L'approche du mal va au-delà de l'analyse d'un métier. Description de l'univers carcéral, réflexion sur la justice en France, méditation sur la figure du mal, ravage des réseaux sociaux chez les adolescents. Jean-Luc ­Ployé relate des témoignages de victimes anonymes. Comment se reconstruit-on quand il n'y a pas de sens à trouver? Il a été notamment bouleversé par des adolescentes rescapées de viols collectifs écoutées lors d'enquêtes préliminaires. Jean-Luc ­Ployé dit : "Je me suis déjà trompé et j'ai déjà été trompé." L'affaire d'Outreau : sept des dix-sept personnes accusées de pédophilie ont été acquittées lors d'un premier procès en 2004, puis six autres, en appel, en 2005. Jean-Luc ­Ployé n'est pas intervenu dans l'affaire ­d'Outreau. Mais le fiasco judiciaire a mené à une profonde remise en question pour nombre d'experts-­psychologues. Leur ­métier est souvent caricaturé. On leur reproche de vouloir excuser le mal, alors qu'ils s'évertuent à comprendre des criminels. L'expert-­psychologue tente, dans une démarche clinique, de rendre compte de l'organisation d'une personnalité obscure. Qu'est-ce qui conduit à faire le mal?

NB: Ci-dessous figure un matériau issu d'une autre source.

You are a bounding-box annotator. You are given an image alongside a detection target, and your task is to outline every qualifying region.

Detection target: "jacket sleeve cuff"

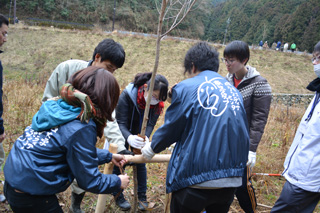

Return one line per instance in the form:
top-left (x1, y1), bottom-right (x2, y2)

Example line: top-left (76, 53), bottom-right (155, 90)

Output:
top-left (97, 149), bottom-right (112, 165)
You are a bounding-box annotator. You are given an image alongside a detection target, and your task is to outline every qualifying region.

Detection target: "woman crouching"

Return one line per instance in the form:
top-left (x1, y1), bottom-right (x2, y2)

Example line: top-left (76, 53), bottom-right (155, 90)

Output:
top-left (4, 67), bottom-right (129, 212)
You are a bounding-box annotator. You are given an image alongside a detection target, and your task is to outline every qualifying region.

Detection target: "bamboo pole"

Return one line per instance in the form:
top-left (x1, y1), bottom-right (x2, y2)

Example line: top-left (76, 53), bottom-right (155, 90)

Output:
top-left (124, 154), bottom-right (171, 163)
top-left (95, 143), bottom-right (118, 213)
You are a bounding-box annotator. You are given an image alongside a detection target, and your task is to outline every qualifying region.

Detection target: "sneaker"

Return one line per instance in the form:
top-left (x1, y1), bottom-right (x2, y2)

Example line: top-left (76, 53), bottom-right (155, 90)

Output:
top-left (138, 200), bottom-right (148, 211)
top-left (116, 196), bottom-right (131, 211)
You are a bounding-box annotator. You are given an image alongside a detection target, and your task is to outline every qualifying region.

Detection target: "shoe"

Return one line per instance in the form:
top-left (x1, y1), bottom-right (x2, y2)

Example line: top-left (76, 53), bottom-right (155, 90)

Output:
top-left (116, 196), bottom-right (131, 211)
top-left (138, 200), bottom-right (148, 211)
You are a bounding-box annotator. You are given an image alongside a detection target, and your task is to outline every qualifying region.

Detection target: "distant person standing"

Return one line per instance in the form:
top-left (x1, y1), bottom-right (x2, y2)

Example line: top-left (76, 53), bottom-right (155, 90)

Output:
top-left (283, 42), bottom-right (289, 52)
top-left (276, 41), bottom-right (281, 51)
top-left (263, 41), bottom-right (269, 49)
top-left (290, 43), bottom-right (297, 52)
top-left (0, 14), bottom-right (9, 202)
top-left (271, 42), bottom-right (320, 212)
top-left (259, 40), bottom-right (263, 50)
top-left (223, 41), bottom-right (271, 213)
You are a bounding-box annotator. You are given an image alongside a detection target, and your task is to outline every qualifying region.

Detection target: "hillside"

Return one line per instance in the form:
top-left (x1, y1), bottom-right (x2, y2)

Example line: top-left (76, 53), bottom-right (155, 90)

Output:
top-left (1, 25), bottom-right (315, 93)
top-left (0, 0), bottom-right (320, 52)
top-left (0, 24), bottom-right (320, 213)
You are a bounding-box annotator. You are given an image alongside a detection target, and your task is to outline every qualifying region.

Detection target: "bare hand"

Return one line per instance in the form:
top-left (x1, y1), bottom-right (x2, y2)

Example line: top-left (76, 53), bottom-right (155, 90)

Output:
top-left (118, 175), bottom-right (130, 189)
top-left (112, 154), bottom-right (128, 167)
top-left (0, 132), bottom-right (6, 143)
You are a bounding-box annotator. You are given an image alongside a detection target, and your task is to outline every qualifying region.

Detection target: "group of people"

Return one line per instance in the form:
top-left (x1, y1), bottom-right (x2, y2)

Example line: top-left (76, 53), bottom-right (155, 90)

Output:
top-left (259, 40), bottom-right (297, 52)
top-left (0, 12), bottom-right (320, 212)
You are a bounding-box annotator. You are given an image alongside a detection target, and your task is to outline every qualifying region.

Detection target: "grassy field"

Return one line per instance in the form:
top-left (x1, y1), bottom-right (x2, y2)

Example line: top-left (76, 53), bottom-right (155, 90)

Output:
top-left (0, 25), bottom-right (320, 212)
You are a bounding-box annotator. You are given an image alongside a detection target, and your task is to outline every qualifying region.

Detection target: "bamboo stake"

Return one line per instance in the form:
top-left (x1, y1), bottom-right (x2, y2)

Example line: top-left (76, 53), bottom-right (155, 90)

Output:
top-left (124, 154), bottom-right (171, 163)
top-left (95, 143), bottom-right (118, 213)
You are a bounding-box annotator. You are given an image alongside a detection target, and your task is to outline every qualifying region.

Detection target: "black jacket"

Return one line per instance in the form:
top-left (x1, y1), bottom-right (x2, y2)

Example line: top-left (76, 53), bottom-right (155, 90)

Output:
top-left (227, 66), bottom-right (272, 152)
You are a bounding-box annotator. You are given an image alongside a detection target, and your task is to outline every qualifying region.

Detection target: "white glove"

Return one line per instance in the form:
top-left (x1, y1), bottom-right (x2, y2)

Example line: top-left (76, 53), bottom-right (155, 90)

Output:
top-left (247, 151), bottom-right (257, 168)
top-left (141, 142), bottom-right (155, 160)
top-left (127, 135), bottom-right (145, 149)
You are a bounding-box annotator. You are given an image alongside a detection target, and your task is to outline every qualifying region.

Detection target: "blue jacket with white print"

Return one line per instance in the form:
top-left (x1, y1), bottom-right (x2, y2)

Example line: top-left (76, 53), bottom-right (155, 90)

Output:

Il raconte aussi leur quotidien. Ils peuvent rouler 300 kilomètres jusqu'à une prison et être renvoyés en une ­seconde par celui qu'ils sont venus expertiser. ­Jean-Luc ­Ployé n'a pas une image désespérée de l'humanité et refuse d'être dominé par les peurs. Sa dernière image de ­Michel ­Fourniret, lors de la rencontre du 5 mai 2005, est celle d'un homme en forme. Il parle de l'expertise de ­Michel ­Fourniret comme d'une blessure mal cicatrisée. L'expert criminologique s'est approché au plus près de l'horreur. Ceux qui ont commis le mal, ceux qui ont subi le mal. Les armes et les âmes. Toutes ces histoires sommeillent quelque part au plus profond de lui-même. Elles reprennent vie, parfois, lors des nuits. ­Jean-Luc ­Ployé se rend régulièrement à la centrale de ­Clairvaux, dans l'Aube. Dans la cour centrale, une stèle est érigée à la mémoire des deux victimes de ­Claude ­Buffet et de ­Roger ­Bontems. Le temps n'y fait rien. Il passe devant, il est ému.

L'approche du mal, Jean-Luc Ployé, avec Mathieu Livoreil, Grasset, 272 pages, 20 pages.